= Chuck Goudie =

American journalist (born 1956)

Chuck Goudie (born January 17, 1956, in Detroit, Michigan) is an American television journalist based in Chicago. He has been the investigative reporter of NBC owned NBC-5, in Chicago since February 10, 2025. He was with ABC7 from April 1980 until December 2024.

==Social media==
Goudie is a frequent provider of news stories and investigations via a Twitter page at https://twitter.com/ChuckGoudieNBC

==Major stories==
Goudie has reported stories from around the world, and was the first Chicago reporter on the air from New York's "Ground Zero" following the 9/11 attack.

In 1998, Goudie and his team broke the "Licenses-for-Bribes" investigation which revealed that Illinois commercial drivers' licenses were being sold to hundreds of unqualified truckers. The TV investigation motivated the FBI to send agents undercover in Illinois Secretary of State facilities and led to dozens of federal corruption indictments. The Justice Department's “Operation: Safe Roads” led all the way to former Governor George Ryan.

The 2004 “Changing of the Guard” investigation documented misconduct, accidents and negligence by top members of the Illinois State Police unit that guarded Illinois Governor Rod Blagojevich. It resulted in the governor ordering a thorough state police overhaul.
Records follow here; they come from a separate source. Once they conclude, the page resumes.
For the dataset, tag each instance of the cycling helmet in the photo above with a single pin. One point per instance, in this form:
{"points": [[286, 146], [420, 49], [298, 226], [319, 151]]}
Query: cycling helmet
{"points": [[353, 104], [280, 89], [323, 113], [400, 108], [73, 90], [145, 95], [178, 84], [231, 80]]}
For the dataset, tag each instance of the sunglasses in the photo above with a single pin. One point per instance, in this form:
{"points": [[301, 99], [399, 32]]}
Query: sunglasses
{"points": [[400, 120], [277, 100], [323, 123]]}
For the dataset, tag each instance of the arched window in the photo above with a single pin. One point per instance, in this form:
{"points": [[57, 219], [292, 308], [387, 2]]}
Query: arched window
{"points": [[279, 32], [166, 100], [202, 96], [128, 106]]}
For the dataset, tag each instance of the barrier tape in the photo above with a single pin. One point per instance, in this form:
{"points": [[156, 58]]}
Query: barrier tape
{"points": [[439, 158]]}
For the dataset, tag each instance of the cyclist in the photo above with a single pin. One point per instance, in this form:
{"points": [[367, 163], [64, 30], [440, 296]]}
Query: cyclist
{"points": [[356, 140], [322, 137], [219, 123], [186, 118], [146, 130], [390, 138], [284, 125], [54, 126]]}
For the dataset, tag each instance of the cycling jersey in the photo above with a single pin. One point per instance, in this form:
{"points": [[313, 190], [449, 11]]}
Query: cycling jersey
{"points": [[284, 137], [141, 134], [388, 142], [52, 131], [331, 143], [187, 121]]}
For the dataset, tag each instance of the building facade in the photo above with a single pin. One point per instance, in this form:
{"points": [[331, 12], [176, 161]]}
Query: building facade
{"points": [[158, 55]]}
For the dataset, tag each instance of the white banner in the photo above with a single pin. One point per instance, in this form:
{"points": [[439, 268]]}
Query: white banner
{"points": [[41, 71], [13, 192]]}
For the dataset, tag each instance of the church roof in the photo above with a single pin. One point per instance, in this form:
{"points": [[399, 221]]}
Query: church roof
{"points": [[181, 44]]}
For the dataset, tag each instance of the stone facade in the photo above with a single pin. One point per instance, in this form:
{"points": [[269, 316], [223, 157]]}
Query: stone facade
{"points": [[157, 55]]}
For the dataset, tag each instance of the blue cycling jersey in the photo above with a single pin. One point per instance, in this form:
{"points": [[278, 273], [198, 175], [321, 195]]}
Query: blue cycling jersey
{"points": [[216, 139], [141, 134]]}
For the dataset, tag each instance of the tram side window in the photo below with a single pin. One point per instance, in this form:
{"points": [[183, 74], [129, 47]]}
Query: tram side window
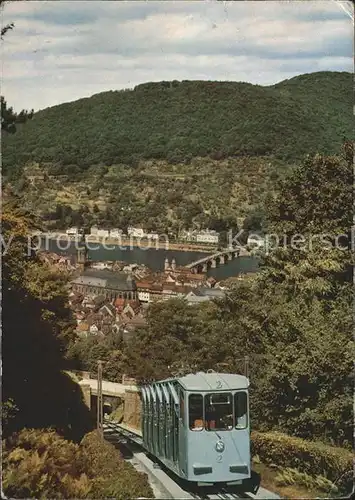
{"points": [[219, 411], [196, 412], [182, 406], [241, 410]]}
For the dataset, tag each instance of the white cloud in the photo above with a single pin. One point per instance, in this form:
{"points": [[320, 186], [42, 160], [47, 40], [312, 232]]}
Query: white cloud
{"points": [[62, 51]]}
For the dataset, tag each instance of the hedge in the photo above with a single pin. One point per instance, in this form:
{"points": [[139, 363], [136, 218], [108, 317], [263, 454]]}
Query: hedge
{"points": [[311, 457]]}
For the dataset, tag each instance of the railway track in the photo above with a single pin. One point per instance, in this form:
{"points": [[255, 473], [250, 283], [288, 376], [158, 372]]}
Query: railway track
{"points": [[164, 483]]}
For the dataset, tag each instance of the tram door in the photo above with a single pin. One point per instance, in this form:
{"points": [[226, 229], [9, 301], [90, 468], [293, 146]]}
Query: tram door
{"points": [[182, 433]]}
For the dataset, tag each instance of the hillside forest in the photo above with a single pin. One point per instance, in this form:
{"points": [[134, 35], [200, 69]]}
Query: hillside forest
{"points": [[174, 155], [170, 155]]}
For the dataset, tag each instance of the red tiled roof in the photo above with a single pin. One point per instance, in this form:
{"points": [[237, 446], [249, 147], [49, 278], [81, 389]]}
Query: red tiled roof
{"points": [[83, 327]]}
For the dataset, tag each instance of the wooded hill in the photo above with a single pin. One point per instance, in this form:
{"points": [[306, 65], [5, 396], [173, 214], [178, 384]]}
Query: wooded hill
{"points": [[177, 121]]}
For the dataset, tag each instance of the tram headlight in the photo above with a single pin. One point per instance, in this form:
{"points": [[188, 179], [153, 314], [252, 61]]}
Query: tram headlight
{"points": [[220, 446]]}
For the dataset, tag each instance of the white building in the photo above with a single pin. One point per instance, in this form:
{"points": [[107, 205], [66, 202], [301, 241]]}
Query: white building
{"points": [[187, 235], [94, 330], [152, 236], [256, 240], [207, 236], [72, 231], [103, 233], [143, 296], [116, 233], [135, 232]]}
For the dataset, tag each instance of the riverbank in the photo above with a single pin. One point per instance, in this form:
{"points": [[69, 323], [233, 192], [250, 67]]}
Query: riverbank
{"points": [[132, 243]]}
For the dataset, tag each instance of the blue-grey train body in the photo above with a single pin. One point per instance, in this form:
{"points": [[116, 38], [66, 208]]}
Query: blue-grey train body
{"points": [[197, 425]]}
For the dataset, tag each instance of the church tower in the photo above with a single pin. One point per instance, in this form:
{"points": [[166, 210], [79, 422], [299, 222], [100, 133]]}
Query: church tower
{"points": [[82, 253]]}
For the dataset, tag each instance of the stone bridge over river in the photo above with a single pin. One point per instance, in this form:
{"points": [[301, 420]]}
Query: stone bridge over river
{"points": [[219, 258]]}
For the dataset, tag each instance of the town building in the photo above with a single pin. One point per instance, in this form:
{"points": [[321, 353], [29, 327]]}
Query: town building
{"points": [[116, 233], [256, 239], [103, 233], [135, 232]]}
In 1993, Goudie's investigation of sexual abuse allegations against the late Cardinal Joseph Bernardin resulted in the cardinal's accuser withdrawing charges.

==Major awards==
Goudie has received a National Emmy Award for Investigative Reporting. Goudie's series “Worst Case Scenario” exposed how government agencies and chemical companies were unprotected against an attack. The reports found significant gaps in security at Illinois chemical plants; significant because there are more chemical facilities containing large amounts of hazardous chemicals in Illinois than any state in the USA.

The national "Edward R. Murrow Award" from the Radio-Television News Directors Association, for continuing coverage a nationwide murder spree.

Numerous Associated Press journalism awards including a national AP award for enterprise reporting.

==Personal history==
At age 12, Goudie was a regular on two weekly children's shows on WXYZ-TV in Detroit, Michigan. (1968–72). From 1975 to 1976, he was the news director at the Michigan State Network, the campus radio network serving Michigan State University in East Lansing, Michigan. He worked full-time as a radio newsman for both WILS-Radio and WVIC-Radio in Lansing and was a contributor to WXYZ-Radio in Detroit.

Goudie also worked at WSOC-TV, the ABC affiliate in Charlotte, N.C., where he was a main sports anchor (1978–80) and general assignment reporter (1977–78).

He is a member of Investigative Reporters and Editors (IRE) and a regular speaker at their annual international conference.

Goudie holds a degree from Michigan State University where he was a member of Delta Chi fraternity. In 1982 he married Teri Goudie, a former ABC producer who now leads a media consulting and corporate crisis training company. They have five children. Brittany Goudie, one of Chuck and Teri's children, started her career at HARPO Studios in Chicago working on The Oprah Winfrey Show, music management at Nashville-based Starstruck Entertainment, and now as producer of SiriusXM The Highway morning show with Storme Warren.